Compile-time tests
1 Defining a test suite
with-examples
2 Checks mirroring Rack  Unit
check-eq?
check-not-eq?
check-eqv?
check-not-eqv?
check-equal?
check-not-equal?
check-=
check-pred
check-true
check-false
check-not-false
check-not-exn
check-regexp-match
check-match
8.18.0.18

Compile-time tests🔗ℹ

 (require examples) package: examples

This library allows writing compile-time unit tests, so that tests provide programmers with instant and prominent feedback similar to a type system. IDEs and editors such as DrRacket, Emacs, or VS Code should highlight test failures the same way they highlight other syntax errors.

    1 Defining a test suite

    2 Checks mirroring RackUnit

1 Defining a test suite🔗ℹ

syntax

(with-examples (name:id ...) body ...)

(with-examples (name:id ...) #:timeout timeout:number body ...)
Opens a fresh compile-time test suite that can refer to the names from the enclosing module, even private helpers not meant to be provided publically.

The (body ...) can run arbitrary code. Runtime errors and timeout within the body will be handled as syntax errors. The default timeout applied for each entire suite is one second, and can be customized with timeout as a positive real number.

For example, the following program raises a syntax error on the faulty factorial implementation, highlighting the first failing test case.
#lang racket/base
(require examples)
 
(define (factorial n)
  (if (< n 2) 1 (* n (- n 1))))
 
(with-examples (factorial)
  (check-equal? (factorial 0) (*))
  (check-equal? (factorial 1) (* 1))
  (check-equal? (factorial 2) (* 1 2))
  (check-equal? (factorial 3) (* 1 2 3))
  (check-equal? (factorial 4) (* 1 2 3 4)))

Note that while test suites can appear to "modify state", they are merely modifying their own instantiations "in a separate timeline". In the following example, each test suite observes its own version of the state, which is also distinct from the state initialized at runtime.

#lang racket/base
(require examples)
 
(define state (box 0))
 
(with-examples (state)
  (check-equal? (unbox state) 0)
  (set-box! state 1)
  (check-equal? (unbox state) 1))
 
(with-examples (state)
  (check-equal? (unbox state) 0)
  (set-box! state 2)
  (check-equal? (unbox state) 2))
 
(module+ main
  (printf "Init state: ~a~n" (unbox state)))

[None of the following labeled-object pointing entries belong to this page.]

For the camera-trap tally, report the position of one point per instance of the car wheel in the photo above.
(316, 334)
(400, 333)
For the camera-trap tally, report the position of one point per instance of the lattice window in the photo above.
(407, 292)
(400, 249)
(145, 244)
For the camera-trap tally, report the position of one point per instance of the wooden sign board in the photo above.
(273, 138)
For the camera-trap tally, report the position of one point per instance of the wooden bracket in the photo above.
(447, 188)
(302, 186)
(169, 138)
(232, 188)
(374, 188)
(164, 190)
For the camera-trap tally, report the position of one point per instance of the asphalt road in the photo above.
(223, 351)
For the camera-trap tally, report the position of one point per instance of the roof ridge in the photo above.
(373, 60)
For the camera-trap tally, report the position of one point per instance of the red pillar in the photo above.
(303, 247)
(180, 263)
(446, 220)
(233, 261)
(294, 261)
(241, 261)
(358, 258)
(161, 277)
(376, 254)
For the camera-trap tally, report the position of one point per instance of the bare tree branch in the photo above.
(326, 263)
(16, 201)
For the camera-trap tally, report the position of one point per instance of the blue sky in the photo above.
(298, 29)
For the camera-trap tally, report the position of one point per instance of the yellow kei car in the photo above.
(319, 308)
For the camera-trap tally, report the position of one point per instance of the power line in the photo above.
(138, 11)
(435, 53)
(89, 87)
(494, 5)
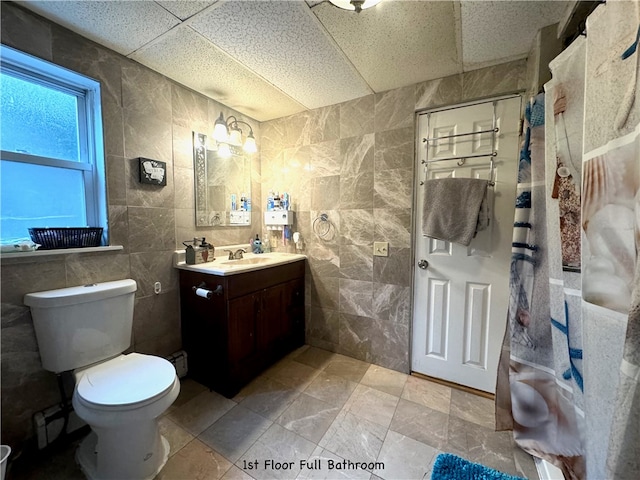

2 Checks mirroring RackUnit🔗ℹ

Compared to their counterparts from RackUnit, the checks are all macros instead of procedures. They have been reimplemented instead of a wrapping RackUnit’s utils, in order to provide fine-grained syntax error locations.

syntax

(check-eq? expr1 expr2)

Checks that expr1 is equal to expr2, using eq?.

syntax

(check-not-eq? expr1 expr2)

Checks that expr1 is not equal to expr2, using eq?.

syntax

(check-eqv? expr1 expr2)

Checks that expr1 is equal to expr2, using eqv?.

syntax

(check-not-eqv? expr1 expr2)

Checks that expr1 is not equal to expr2, using eqv?.

syntax

(check-equal? expr1 expr2)

Checks that expr1 is equal to expr2, using equal?.

syntax

(check-not-equal? expr1 expr2)

Checks that expr1 is not equal to expr2, using equal?.

syntax

(check-= expr1 expr2 epsilon)

Checks that expr2 and expr2 are numbers within epsilon of one another. It is also an error if expr1, expr2, or epsilon does not evaluate to a number.

syntax

(check-pred pred v)

Checks that pred returns a value that is not #f when applied to v. It is also an error if pred does not evaluate to a procedure that accepts one argument.

syntax

(check-true v)

Checks that v is #t.

syntax

(check-false v)

Checks that v is #f.

syntax

(check-not-false v)

Checks that v is not #f.

syntax

(check-not-exn thunk)

Checks that thunk does not raise any exception. It is also an error if thunk does not evaluate to a procedure that accepts zero argument.

syntax

(check-regexp-match regexp string)

Checks that regexp matches the string. It is also an error if regexp is does not evaluate to a value satisfying (or/c regexp? byte-regexp? string? bytes?), or string does not evaluate to a value satisfying (or/c string? bytes? path? input-port?).

syntax

(check-match expr pattern)

(check-match expr pattern guard)
Checks that value produced by expr matches against pattern as a match clause. If expression guard is provided, it is evaluated with the bindings from the matched pattern. If it produces a true value, the entire check succeeds, otherwise it fails.